Astronomers have long suspected that not all planetary systems are constructed like our solar system. A team of scientists from the Universities of Bern and Geneva and the National Research Center (PRN) PlanetS proves for the first time that there are actually four types of planetary systems. This classification will allow astronomers to study these systems as a whole and compare them to others. These results can be discovered in two articles published in the journal Astronomy and Astrophysics. Artist’s rendering of the four classes of planetary system architecture. This new nomenclature will allow scientists to study an entire planetary system as a single entity. © NCCR PlanetS, illustration: Tobias Stierli
Everything seems to be in order in our solar system: small rocky planets such as Venus, Earth or Mars orbit the sun at a relatively small distance. Gas and ice giants such as Jupiter, Saturn or Neptune have larger orbits around the sun. Researchers from the Universities of Bern and Geneva, members of the PRN PlanetS, show in two studies published in the journal Astronomy & Astrophysics that our planetary system is exceptional in this respect.
Like peas in a pod
“Based on observations made more than a decade ago with the then-state-of-the-art Kepler space telescope, astronomers had found that planets in other systems were generally similar in mass and size to their respective neighbors, like peas in a pod.” , explains the study’s lead author, Dr. Lokesh Mishra, researcher at the Universities of Bern and Geneva and member of PRN PlanetS. However, doubts remained for a long time: Was this result real or was it an illusion due to the limitations of the observation methods? “Back then, it was impossible to determine whether the planets in a system were similar enough to fall into the ‘peas in a pod’ category, or whether they were rather different like our solar system,” says the researcher.
Therefore, the scientist has developed a nomenclature to determine the differences and similarities between planets of the same system. Then he discovered that there are four types of architecture for planetary systems, not two.
Four classes of planetary systems
“We call these four classes ‘similar’, ‘ordered’, ‘anti-ordered’ and ‘mixed’,” says Lokesh Mishra. Planetary systems where the masses of neighboring planets are nearly identical fall into the “similar” category. Systems in which the mass of the planets increases with increasing distance from the star fall into the “ordered” category, such as our solar system. If, on the other hand, the mass of the planets decreases with distance from the star, scientists speak of an “anti-ordered” architecture. Finally, the “mixed” type is used to describe a system in which the masses of the planets are significant and vary from planet to planet.

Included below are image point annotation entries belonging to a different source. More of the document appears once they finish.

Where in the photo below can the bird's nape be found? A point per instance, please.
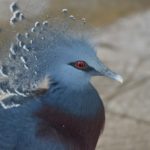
(48, 72)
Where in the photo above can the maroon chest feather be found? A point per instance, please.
(81, 133)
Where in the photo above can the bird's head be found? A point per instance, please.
(76, 62)
(56, 51)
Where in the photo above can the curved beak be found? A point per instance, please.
(102, 70)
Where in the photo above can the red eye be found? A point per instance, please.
(80, 64)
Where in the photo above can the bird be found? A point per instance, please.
(49, 102)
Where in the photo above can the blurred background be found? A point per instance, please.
(121, 34)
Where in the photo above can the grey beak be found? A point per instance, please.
(112, 75)
(104, 71)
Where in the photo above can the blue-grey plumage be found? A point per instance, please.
(49, 72)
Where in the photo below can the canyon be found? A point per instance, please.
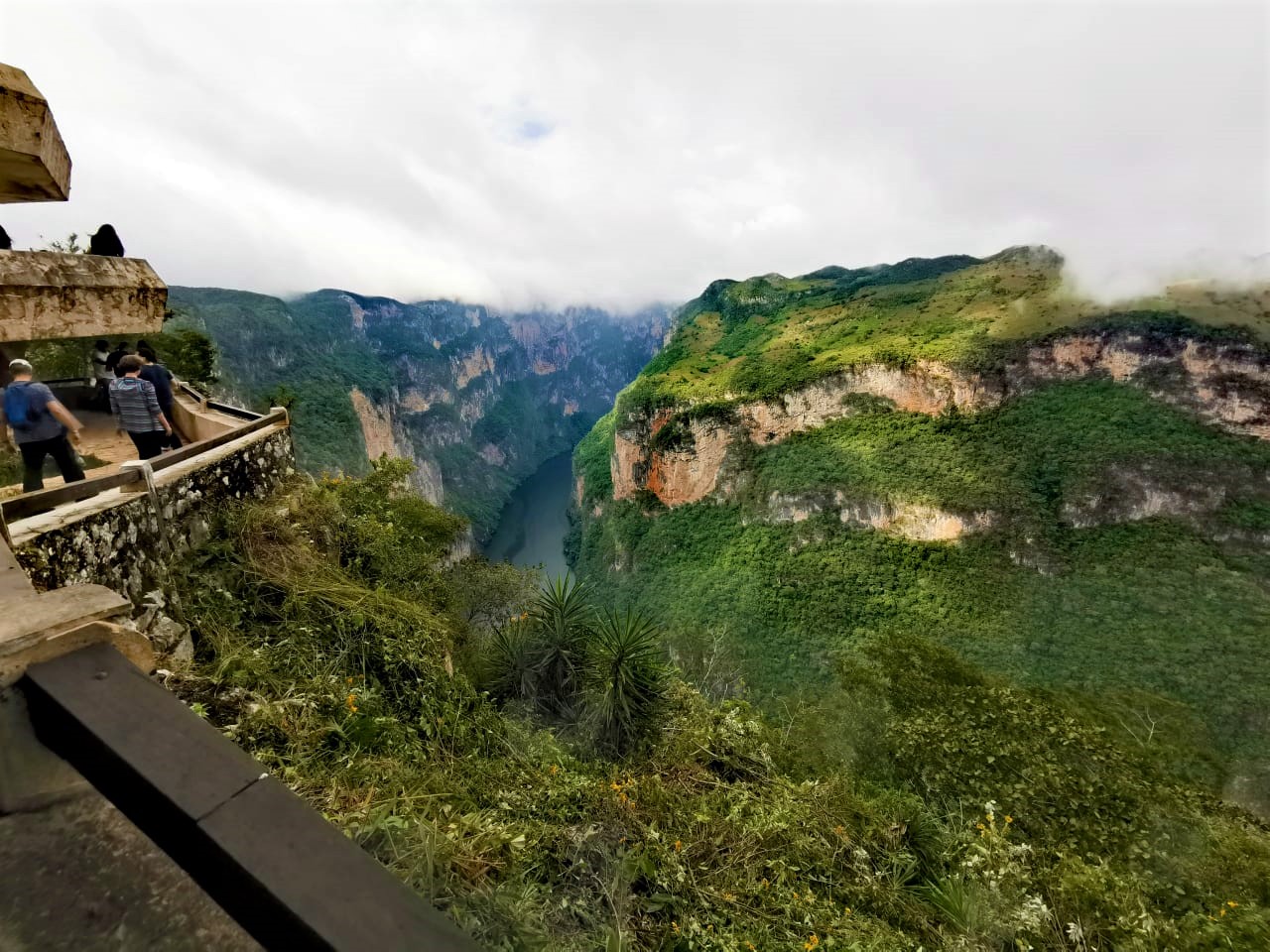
(474, 397)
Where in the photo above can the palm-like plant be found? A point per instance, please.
(563, 620)
(626, 678)
(513, 661)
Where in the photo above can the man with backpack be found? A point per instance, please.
(112, 359)
(40, 424)
(160, 379)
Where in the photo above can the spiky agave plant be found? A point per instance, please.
(513, 657)
(626, 678)
(562, 620)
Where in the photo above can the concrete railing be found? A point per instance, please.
(213, 434)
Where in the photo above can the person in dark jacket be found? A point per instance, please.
(160, 377)
(136, 409)
(105, 243)
(112, 359)
(40, 428)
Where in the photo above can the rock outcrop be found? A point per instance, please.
(1225, 384)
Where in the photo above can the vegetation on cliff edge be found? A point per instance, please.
(338, 644)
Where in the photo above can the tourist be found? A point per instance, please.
(113, 358)
(105, 243)
(136, 408)
(160, 377)
(102, 375)
(40, 424)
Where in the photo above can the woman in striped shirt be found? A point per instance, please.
(136, 408)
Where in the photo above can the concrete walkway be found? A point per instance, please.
(79, 876)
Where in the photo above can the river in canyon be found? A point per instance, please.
(535, 521)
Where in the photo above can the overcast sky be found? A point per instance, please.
(620, 153)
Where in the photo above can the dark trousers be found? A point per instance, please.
(33, 461)
(173, 440)
(149, 444)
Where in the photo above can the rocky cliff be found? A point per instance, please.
(679, 454)
(475, 397)
(1065, 492)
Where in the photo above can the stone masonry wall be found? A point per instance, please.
(125, 546)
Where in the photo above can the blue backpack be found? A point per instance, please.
(17, 408)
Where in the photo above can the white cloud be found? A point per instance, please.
(621, 153)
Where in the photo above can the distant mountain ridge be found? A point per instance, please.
(477, 398)
(1066, 492)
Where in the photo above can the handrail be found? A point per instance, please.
(191, 449)
(190, 391)
(45, 499)
(231, 411)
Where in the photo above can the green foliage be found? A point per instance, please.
(480, 439)
(572, 664)
(626, 676)
(562, 621)
(190, 354)
(763, 336)
(333, 666)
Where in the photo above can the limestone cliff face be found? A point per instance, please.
(913, 521)
(1227, 385)
(476, 398)
(481, 398)
(384, 436)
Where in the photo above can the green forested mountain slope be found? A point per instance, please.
(925, 806)
(475, 398)
(1070, 495)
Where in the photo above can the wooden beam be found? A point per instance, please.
(45, 499)
(286, 875)
(191, 449)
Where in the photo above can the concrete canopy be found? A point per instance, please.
(35, 166)
(50, 295)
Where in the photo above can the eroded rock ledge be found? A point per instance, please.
(1224, 384)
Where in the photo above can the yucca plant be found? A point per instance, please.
(513, 658)
(626, 679)
(562, 621)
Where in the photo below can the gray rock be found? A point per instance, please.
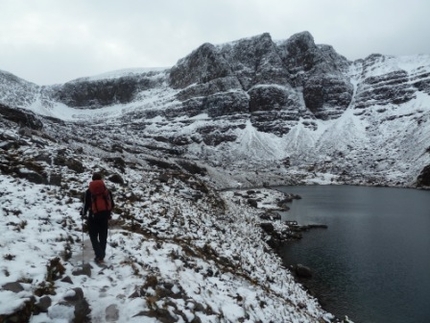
(13, 287)
(112, 313)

“This nomenclature can also be used for any other type of measurement, such as the radius, density or water content of these planets,” adds study co-author Yann Alibert, Professor of Planetary Sciences at the University of Bern and member of the PRN PlanetS . “Now, for the first time, we have a tool that allows us to study planetary systems as a whole and compare them to other systems.”

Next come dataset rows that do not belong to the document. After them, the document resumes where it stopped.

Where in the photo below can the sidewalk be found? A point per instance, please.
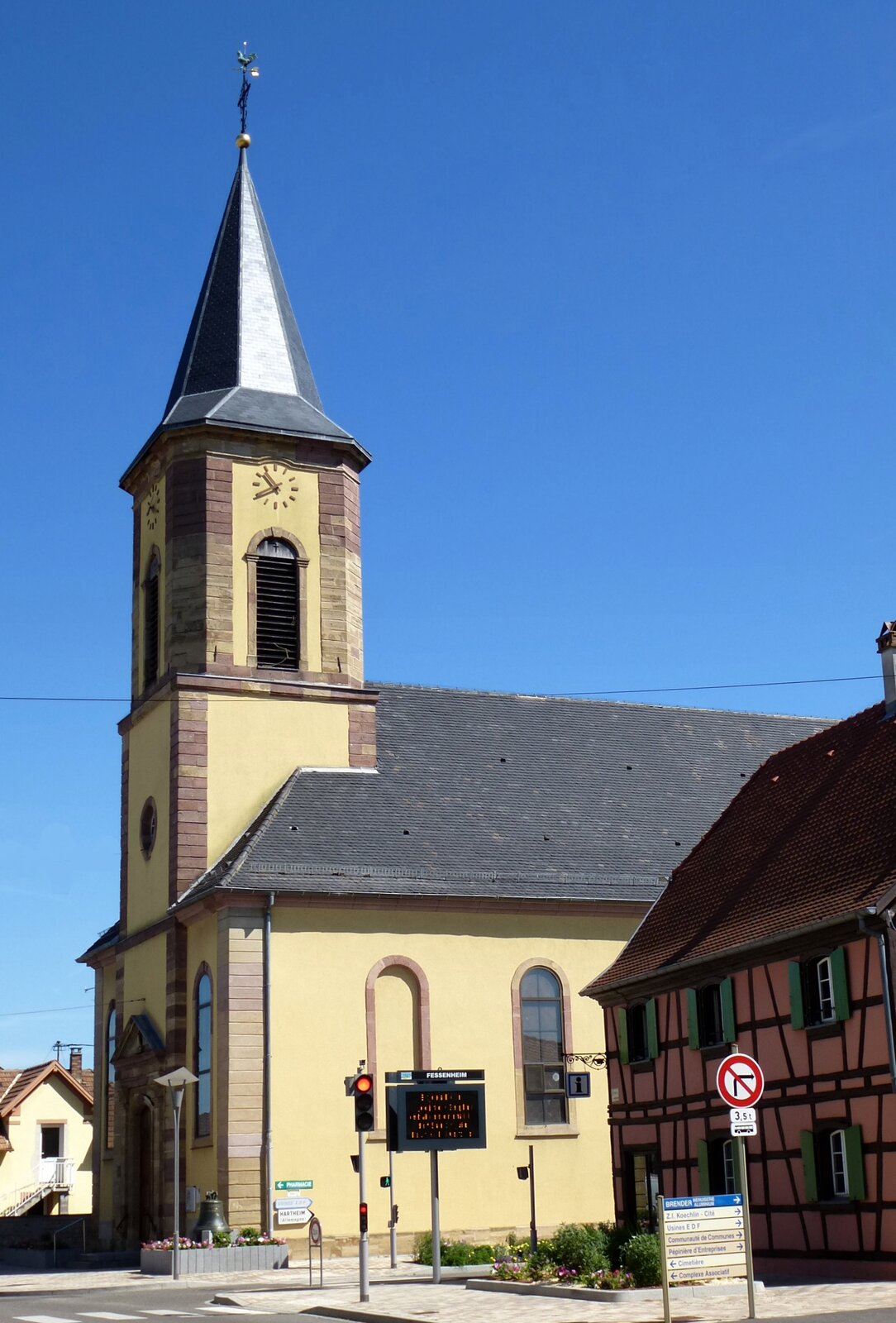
(406, 1294)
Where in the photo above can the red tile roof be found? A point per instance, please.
(19, 1084)
(810, 837)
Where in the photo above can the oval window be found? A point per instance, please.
(148, 820)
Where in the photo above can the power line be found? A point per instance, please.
(565, 694)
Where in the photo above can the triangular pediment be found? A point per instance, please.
(141, 1036)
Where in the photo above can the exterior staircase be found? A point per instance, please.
(26, 1197)
(55, 1175)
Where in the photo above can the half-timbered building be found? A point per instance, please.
(776, 936)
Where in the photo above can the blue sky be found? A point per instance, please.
(607, 290)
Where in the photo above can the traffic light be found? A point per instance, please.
(362, 1093)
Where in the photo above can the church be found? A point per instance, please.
(319, 871)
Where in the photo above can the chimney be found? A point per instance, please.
(887, 648)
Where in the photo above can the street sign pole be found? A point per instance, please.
(436, 1228)
(364, 1248)
(748, 1239)
(666, 1309)
(393, 1228)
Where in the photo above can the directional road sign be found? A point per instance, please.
(703, 1237)
(739, 1080)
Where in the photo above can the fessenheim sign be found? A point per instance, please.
(435, 1110)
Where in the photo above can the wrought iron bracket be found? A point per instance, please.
(596, 1060)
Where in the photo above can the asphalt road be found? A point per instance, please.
(147, 1303)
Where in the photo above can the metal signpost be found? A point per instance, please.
(316, 1243)
(434, 1110)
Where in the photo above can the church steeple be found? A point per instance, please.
(243, 363)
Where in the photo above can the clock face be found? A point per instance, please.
(275, 486)
(152, 506)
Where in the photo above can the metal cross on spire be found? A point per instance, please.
(245, 63)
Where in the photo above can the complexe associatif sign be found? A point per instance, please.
(432, 1110)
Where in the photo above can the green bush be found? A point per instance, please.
(641, 1259)
(615, 1240)
(580, 1247)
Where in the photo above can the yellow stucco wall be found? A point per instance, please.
(52, 1102)
(319, 1035)
(300, 518)
(148, 774)
(254, 745)
(201, 948)
(145, 982)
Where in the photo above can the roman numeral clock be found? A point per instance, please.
(276, 486)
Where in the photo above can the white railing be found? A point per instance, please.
(15, 1201)
(57, 1173)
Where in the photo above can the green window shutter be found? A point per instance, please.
(797, 1014)
(854, 1162)
(808, 1144)
(653, 1035)
(622, 1034)
(693, 1020)
(842, 1009)
(703, 1166)
(727, 996)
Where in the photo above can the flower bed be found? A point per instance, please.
(246, 1254)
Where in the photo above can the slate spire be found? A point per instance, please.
(243, 363)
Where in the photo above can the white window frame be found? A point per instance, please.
(825, 986)
(840, 1171)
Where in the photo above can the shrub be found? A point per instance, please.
(641, 1259)
(616, 1236)
(580, 1248)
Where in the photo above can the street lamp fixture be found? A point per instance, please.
(176, 1082)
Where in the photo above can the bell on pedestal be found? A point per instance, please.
(212, 1219)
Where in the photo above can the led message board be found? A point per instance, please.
(435, 1115)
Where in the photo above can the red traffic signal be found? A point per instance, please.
(362, 1091)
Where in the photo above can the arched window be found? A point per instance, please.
(203, 1056)
(276, 605)
(110, 1077)
(151, 622)
(541, 1009)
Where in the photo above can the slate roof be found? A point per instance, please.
(810, 837)
(243, 363)
(500, 795)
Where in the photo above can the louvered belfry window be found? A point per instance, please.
(151, 623)
(276, 597)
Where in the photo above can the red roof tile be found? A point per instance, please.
(810, 837)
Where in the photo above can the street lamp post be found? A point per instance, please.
(176, 1082)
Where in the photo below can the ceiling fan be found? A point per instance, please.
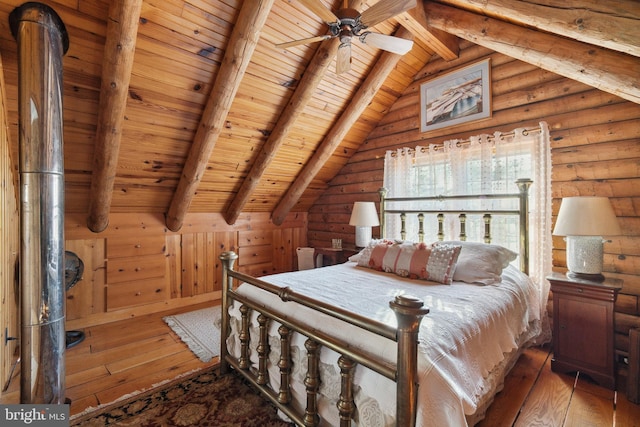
(347, 23)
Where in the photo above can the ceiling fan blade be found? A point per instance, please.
(321, 10)
(383, 10)
(343, 58)
(304, 41)
(389, 43)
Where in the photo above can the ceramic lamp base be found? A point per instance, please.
(363, 236)
(584, 257)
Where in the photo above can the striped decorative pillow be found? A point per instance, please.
(416, 260)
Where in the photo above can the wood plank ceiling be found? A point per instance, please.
(187, 106)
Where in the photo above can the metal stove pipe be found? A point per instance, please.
(42, 41)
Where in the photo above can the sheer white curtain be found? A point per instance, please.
(485, 164)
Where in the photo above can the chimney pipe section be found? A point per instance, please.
(42, 41)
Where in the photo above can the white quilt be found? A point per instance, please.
(467, 333)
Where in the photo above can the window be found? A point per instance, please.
(483, 165)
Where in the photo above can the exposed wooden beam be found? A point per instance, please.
(313, 75)
(242, 44)
(307, 86)
(442, 43)
(604, 69)
(610, 24)
(120, 45)
(359, 103)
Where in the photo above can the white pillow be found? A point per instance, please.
(481, 262)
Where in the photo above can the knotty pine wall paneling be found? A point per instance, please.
(9, 236)
(595, 142)
(137, 266)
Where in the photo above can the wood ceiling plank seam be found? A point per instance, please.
(250, 22)
(223, 14)
(184, 64)
(604, 69)
(206, 50)
(95, 9)
(164, 101)
(195, 95)
(589, 23)
(375, 79)
(172, 23)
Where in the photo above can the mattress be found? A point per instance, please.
(466, 342)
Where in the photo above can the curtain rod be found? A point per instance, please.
(467, 141)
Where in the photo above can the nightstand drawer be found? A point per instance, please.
(583, 327)
(583, 291)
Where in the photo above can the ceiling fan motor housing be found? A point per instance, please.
(348, 24)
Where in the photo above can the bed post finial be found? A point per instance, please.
(409, 312)
(228, 258)
(383, 206)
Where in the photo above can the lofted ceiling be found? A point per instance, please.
(179, 106)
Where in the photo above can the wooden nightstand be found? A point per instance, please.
(583, 327)
(332, 256)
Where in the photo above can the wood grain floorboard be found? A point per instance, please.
(129, 356)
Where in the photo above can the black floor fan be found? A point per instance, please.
(73, 269)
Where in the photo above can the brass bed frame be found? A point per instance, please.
(409, 312)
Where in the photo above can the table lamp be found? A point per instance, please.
(364, 216)
(583, 221)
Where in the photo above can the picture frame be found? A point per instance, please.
(461, 96)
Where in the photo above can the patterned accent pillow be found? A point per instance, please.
(416, 260)
(481, 262)
(365, 255)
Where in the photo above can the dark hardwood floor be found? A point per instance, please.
(133, 355)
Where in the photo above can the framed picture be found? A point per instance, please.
(457, 97)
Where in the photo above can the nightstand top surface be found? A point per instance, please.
(606, 283)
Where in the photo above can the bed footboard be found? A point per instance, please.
(409, 312)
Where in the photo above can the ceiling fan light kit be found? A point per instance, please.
(347, 23)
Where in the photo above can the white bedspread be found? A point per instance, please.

These conclusions also lead to new questions: What is the most common architecture? What are the key factors driving the emergence of each architectural type? Which factors have no influence? Researchers already have the answer to some of these questions.
A lineage spanning several billion years
“Our results show that the ‘similar’ planetary system architecture is the most common. About eight out of ten star systems visible in the night sky have such an architecture,” says Lokesh Mishra. “This also explains why evidence of this architecture was already found in the first few months of the Kepler mission.” What surprised the research team: The “ordered” architecture that corresponds to our solar system seems to be the rarest.

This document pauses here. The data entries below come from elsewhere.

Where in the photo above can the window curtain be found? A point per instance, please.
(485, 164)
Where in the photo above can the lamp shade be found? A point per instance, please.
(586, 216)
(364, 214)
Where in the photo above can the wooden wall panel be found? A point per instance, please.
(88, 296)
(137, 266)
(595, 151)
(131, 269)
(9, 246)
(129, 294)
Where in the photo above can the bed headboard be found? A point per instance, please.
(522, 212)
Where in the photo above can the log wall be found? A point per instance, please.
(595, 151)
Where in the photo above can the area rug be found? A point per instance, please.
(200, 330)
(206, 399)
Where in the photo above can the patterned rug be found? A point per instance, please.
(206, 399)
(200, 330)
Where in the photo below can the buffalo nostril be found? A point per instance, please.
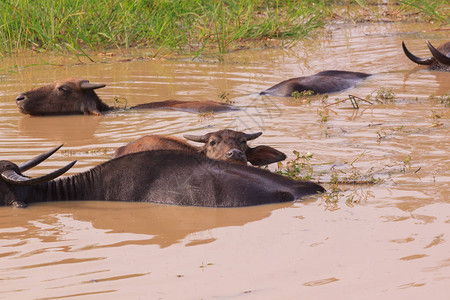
(20, 97)
(235, 154)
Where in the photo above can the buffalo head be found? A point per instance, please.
(68, 96)
(232, 145)
(439, 59)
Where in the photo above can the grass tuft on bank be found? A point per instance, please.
(185, 26)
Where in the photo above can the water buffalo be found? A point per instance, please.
(221, 145)
(440, 59)
(77, 96)
(321, 83)
(161, 176)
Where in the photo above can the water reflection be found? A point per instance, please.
(165, 224)
(71, 130)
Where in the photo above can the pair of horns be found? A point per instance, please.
(437, 55)
(13, 177)
(204, 138)
(86, 85)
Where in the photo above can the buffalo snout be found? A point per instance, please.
(236, 155)
(21, 97)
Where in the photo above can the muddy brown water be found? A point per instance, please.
(392, 243)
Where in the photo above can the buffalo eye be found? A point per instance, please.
(65, 88)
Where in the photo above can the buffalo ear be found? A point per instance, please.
(264, 155)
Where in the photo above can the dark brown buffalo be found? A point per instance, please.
(77, 96)
(221, 145)
(162, 176)
(321, 83)
(439, 59)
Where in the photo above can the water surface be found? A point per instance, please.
(391, 243)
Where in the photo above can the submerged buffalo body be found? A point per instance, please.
(77, 96)
(224, 144)
(169, 177)
(321, 83)
(439, 59)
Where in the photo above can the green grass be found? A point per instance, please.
(432, 10)
(177, 26)
(185, 26)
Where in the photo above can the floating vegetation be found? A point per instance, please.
(444, 99)
(120, 102)
(205, 116)
(341, 177)
(225, 98)
(382, 95)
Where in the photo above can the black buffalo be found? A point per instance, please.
(331, 81)
(77, 96)
(224, 144)
(439, 59)
(163, 176)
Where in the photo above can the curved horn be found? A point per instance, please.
(252, 136)
(195, 138)
(12, 177)
(440, 57)
(86, 85)
(417, 60)
(38, 159)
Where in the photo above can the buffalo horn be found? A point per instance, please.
(12, 177)
(195, 138)
(440, 57)
(86, 85)
(417, 60)
(252, 136)
(38, 159)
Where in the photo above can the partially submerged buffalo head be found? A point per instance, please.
(330, 81)
(77, 96)
(68, 96)
(232, 145)
(227, 145)
(439, 59)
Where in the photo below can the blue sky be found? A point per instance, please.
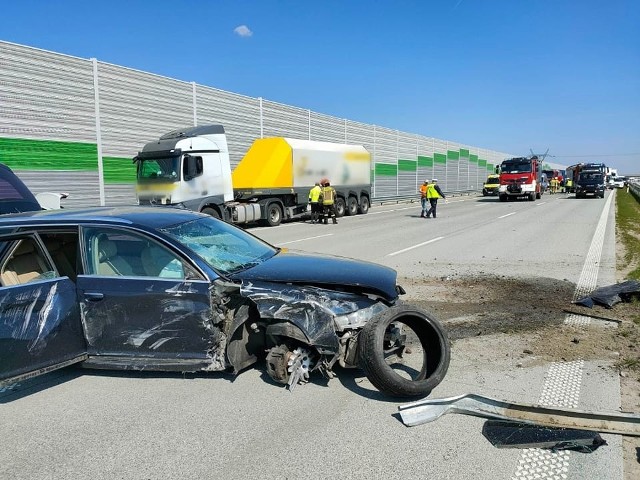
(508, 75)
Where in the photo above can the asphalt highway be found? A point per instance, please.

According to Lokesh Mishra, the mass of the disks of gas and dust from which the planets form and the abundance of heavy elements in the respective host stars seem to play a key role. “‘Similar’ systems are formed from relatively small, low-mass disks. In contrast, massive disks containing many heavy elements lead mainly to “ordered” and “anti-ordered” systems. Finally, the “mixed” systems are the result of medium-sized discs. However, dynamic interactions between planets such as collisions or ejections also influence the final architecture.
“One of the remarkable aspects of these results is that they link the initial conditions of star and planet formation to a property that can be observed today: the architecture of the planetary system. In between lie billions of years of evolution. For the first time, we have succeeded in establishing a connection despite such a large time interval in order to be able to make verifiable predictions. It will be exciting to see if these predictions hold up over time,” concludes Yann Alibert.